L’armée camerounaise est-elle en déroute face à la nouvelle force de frappe des séparatistes armés dans le conflit qui déchire l’ouest anglophone du Cameroun? C’est ce que pourraient laisser croire les récentes pertes en vies humaines et matérielles infligées par les combattants armés sur le terrain des opérations. Jeudi 16 septembre, au moins dix militaires camerounais ont été tués dans une nouvelle attaque perpétrée par des séparatistes anglophones dans le Nord-Ouest du pays, d'après des sources locales.

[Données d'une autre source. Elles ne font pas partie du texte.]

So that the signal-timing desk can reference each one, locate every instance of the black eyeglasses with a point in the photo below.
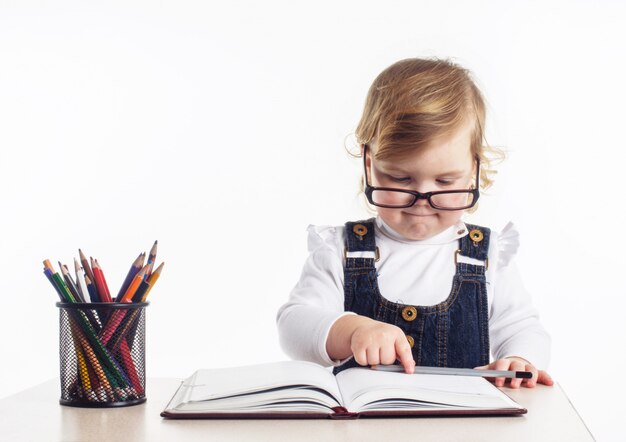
(389, 197)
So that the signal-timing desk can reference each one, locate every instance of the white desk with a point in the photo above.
(35, 415)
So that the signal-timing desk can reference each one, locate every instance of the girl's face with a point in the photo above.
(444, 164)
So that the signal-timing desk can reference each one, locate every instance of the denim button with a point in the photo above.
(476, 235)
(409, 313)
(411, 340)
(360, 230)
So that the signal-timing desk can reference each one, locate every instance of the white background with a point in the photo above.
(220, 130)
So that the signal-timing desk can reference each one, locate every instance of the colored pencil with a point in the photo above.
(89, 272)
(152, 257)
(152, 280)
(80, 282)
(134, 269)
(91, 288)
(70, 283)
(101, 284)
(132, 288)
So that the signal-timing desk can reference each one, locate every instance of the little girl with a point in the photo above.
(416, 284)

Selon un communiqué du ministère de la Défense rendu public le 20 septembre, "un convoi du sixième bataillon d’intervention rapide [Unité d’élite de l’armée camerounaise, ndlr] a été la cible d’une embuscade de terroristes lourdement armés" dans l’arrondissement de Ndop, une localité du Nord-Ouest séparatiste.

"À l’aide d’un engin explosif improvisé (EEI) et d’un lance-roquettes antichar (LRAC), les insurgés ont immobilisé les véhicules des forces de défense avant d’ouvrir un feu nourri sur ces derniers, sérieusement incapacités par la déflagration des charges explosives", poursuit le communiqué.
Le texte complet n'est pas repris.